# Re-Arranging

• Mar 10th 2007, 09:16 AM
TheOnlyNameLeft
Re-Arranging
Hi, I'm stuck on what is probably a very basic re-arranging of an equation but I just can't do it!

Basically, I need to find B in terms of Y:

Y = (B^1.4 - 1) / (B - 1)

Y is actually something a bit more complicated but it's known so it doesn't matter.

Thanks!
• Mar 12th 2007, 10:02 PM
CaptainBlack
Quote:

Originally Posted by TheOnlyNameLeft
Hi, I'm stuck on what is probably a very basic re-arranging of an equation but I just can't do it!

Basically, I need to find B in terms of Y:

Y = (B^1.4 - 1) / (B - 1)

Y is actually something a bit more complicated but it's known so it doesn't matter.

Thanks!

I doubt that there is a smple rearrangement for this

RonL
• Mar 13th 2007, 08:46 AM
Richard Rahl
I plugged it into Maple and got something back that was very confusing, I can post it here if you wish, but I'm not sure I understand it.
• Mar 13th 2007, 04:50 PM
TheOnlyNameLeft
Yeah no harm in putting it up if you can. :)

MATLAB couldn't solve it either. Like the way it's become high school maths now aswell. :D
• Mar 13th 2007, 07:24 PM
ThePerfectHacker
Quote:

Originally Posted by TheOnlyNameLeft
Hi, I'm stuck on what is probably a very basic re-arranging of an equation but I just can't do it!

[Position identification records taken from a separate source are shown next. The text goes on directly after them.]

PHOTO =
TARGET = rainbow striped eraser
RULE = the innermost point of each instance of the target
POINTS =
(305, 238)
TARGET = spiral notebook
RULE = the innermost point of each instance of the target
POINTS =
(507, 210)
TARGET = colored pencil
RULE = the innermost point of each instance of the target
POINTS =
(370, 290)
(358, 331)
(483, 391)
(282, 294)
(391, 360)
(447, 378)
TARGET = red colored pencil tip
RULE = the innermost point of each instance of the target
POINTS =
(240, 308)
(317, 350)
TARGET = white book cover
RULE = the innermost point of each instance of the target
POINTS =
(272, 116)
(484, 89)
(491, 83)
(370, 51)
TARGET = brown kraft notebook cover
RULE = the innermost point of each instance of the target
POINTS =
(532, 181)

Basically, I need to find B in terms of Y:

Y = (B^1.4 - 1) / (B - 1)
!

Let, A=B^(.2)

Then we have,
(A^6-1)/(A-1)=Y
Divide through,
1+A+A^2+A^3+A^4+A^5=y

That is a Cycotomic polynomial. It is irreducible.
• Mar 14th 2007, 04:07 AM
topsquark
Quote:

Originally Posted by ThePerfectHacker
Let, A=B^(.2)

Then we have,
(A^6-1)/(A-1)=Y
Divide through,
1+A+A^2+A^3+A^4+A^5=y

That is a Cycotomic polynomial. It is irreducible.

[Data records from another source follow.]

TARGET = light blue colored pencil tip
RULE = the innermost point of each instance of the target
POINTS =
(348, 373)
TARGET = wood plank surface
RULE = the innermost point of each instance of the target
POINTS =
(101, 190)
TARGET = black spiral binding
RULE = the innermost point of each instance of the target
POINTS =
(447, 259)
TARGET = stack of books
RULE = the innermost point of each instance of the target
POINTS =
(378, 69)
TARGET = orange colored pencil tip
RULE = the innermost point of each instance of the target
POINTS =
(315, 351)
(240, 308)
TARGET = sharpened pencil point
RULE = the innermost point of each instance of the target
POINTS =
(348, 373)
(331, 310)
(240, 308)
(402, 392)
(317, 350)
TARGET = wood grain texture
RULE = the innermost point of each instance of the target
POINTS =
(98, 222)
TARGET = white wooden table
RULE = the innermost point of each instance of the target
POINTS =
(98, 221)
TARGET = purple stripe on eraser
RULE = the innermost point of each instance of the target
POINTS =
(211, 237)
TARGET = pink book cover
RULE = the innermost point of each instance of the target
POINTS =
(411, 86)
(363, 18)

This is a clever substitution. But how on Earth did you get that form in terms of A?

Y = (A^7 - 1)/(A^{1/0.2} - 1) = (A^7 - 1)/(A^5 - 1)

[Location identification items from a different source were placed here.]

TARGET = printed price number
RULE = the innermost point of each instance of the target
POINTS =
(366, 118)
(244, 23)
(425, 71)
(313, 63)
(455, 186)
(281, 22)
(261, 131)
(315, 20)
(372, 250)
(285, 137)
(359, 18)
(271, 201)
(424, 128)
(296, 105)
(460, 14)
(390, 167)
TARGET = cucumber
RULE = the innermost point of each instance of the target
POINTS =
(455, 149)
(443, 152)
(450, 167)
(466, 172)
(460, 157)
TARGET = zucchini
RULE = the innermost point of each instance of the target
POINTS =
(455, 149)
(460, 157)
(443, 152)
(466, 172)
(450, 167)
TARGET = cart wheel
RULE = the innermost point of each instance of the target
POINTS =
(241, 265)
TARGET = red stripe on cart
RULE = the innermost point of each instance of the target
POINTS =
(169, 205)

Y = (A^6 + A^5 + A^4 + A^3 + A^2 + A + 1)/(A^4 + A^3 + A^2 + A + 1)
if I did that right.

-Dan
• Mar 14th 2007, 06:57 AM
ThePerfectHacker
Quote:

Originally Posted by topsquark
This is a clever substitution. But how on Earth did you get that form in terms of A?

I used the identity,

x^n-y^n=(x-y)(x^{n-1}y+...+xy^{n-1})
• Mar 14th 2007, 07:39 AM
ThePerfectHacker
Quote:

Originally Posted by CaptainBlank
or:

(A^7-1)/(A^5-1)=Y

RonL

It seems I made another mistake (that is typical of me).